The fairy lights flickered, weak and distant, making the path bleed between shadow and illusion. A whisper of fog licked at his boots. The air smelled like rain, earth, and adrenaline.
He could hear her breathing now, quick and uneven. Close. She turned a corner. He followed slower this time, savoring it—the hunt, the heat beneath the fear. He imagined her glancing over her shoulder, seeing nothing but dark. Wondering.
He brushed past the hedge, branches scratching against his sleeve. The sound made her gasp somewhere ahead. Perfect.
He grinned, though she couldn’t see it. “Run,” he murmured under his breath. "Run, pretty thing"
The maze twisted again, tighter, darker. She was just ahead now, a flicker of movement, the soft scuff of her shoes. The air was electric with it—terror and thrill blending into something exquisite. Every breath she took sounded louder. He could almost feel it against his throat.
He let his pace quicken, his footsteps heavier now—loud enough to let her know he was coming. The game was ending. She didn’t scream, but he heard the sharp inhale, the stumble, the desperate turn.

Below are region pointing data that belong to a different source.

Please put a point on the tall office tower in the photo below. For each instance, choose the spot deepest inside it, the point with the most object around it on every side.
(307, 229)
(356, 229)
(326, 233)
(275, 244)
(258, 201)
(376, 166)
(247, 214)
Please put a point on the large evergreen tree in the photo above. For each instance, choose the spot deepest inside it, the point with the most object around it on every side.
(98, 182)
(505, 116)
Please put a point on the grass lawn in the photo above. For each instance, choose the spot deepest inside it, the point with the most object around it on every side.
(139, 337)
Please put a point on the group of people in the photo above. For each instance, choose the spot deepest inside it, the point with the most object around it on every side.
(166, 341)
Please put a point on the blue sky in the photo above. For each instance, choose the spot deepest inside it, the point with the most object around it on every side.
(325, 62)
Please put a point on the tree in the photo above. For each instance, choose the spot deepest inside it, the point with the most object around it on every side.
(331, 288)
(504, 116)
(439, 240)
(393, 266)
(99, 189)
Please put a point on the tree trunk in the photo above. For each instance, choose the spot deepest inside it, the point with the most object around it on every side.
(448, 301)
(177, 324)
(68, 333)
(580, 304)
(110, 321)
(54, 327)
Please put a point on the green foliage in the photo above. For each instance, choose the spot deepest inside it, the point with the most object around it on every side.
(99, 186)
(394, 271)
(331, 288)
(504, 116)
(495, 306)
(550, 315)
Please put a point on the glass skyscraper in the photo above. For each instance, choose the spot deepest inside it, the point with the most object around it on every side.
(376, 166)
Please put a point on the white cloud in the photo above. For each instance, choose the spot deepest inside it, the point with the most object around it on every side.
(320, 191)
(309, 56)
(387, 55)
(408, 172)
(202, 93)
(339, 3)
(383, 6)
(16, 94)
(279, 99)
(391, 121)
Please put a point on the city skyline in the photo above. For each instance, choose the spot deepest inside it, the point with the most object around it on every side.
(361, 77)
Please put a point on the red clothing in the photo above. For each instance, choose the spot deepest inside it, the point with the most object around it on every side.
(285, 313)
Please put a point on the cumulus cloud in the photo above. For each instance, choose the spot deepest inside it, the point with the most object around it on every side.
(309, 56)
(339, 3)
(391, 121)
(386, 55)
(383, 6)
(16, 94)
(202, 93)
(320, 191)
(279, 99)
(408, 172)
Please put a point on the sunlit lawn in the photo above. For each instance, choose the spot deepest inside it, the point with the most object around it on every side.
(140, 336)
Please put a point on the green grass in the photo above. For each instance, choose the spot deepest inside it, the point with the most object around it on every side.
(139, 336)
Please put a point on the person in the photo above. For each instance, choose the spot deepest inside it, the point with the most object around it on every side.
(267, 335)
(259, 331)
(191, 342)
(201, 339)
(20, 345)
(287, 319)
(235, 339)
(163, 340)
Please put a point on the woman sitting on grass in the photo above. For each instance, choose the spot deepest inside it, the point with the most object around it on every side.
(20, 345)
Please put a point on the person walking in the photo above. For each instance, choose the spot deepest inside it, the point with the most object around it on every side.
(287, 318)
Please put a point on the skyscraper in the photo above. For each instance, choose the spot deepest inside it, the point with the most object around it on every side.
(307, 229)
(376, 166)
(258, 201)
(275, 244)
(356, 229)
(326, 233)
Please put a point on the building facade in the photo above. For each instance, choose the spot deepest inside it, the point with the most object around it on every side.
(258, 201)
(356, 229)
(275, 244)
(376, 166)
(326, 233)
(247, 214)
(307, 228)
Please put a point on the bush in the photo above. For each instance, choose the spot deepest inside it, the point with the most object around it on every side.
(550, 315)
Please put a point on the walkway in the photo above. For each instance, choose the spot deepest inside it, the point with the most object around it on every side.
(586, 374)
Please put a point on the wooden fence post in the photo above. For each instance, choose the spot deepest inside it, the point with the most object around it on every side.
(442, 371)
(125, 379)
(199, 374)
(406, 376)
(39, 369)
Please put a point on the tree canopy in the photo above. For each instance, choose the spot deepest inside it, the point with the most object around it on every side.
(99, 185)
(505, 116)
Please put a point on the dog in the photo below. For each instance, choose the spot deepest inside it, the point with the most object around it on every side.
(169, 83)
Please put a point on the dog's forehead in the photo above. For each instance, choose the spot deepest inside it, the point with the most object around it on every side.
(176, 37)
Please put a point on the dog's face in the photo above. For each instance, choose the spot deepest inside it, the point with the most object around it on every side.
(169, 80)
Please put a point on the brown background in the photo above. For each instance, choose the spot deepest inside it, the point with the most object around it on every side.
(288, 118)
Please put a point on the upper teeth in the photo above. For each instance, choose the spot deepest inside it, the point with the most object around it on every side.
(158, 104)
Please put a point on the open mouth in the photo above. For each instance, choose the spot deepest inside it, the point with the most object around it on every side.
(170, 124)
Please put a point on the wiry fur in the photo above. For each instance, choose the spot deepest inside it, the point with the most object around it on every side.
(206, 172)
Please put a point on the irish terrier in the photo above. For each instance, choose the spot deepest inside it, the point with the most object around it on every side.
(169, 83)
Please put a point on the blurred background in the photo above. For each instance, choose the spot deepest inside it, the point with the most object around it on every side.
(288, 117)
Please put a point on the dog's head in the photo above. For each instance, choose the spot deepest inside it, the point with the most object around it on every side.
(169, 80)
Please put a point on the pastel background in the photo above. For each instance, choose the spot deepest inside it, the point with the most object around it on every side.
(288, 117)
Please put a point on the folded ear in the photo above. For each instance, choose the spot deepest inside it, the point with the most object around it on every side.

The last corner opened like a trap. She spun, back pressed to the hedge, eyes wide in the half-light. Mattheo stepped out of the fog, the bones painted across his face glowing faintly in the dim. The silence cracked like glass between them.
He tilted his head, a slow, dangerous smile curling his mouth.
“Found you,” he said softly.
The words slipped through the dark like a spell, low and intimate, a promise and a threat all at once.
The night, it seemed, had chosen its monster.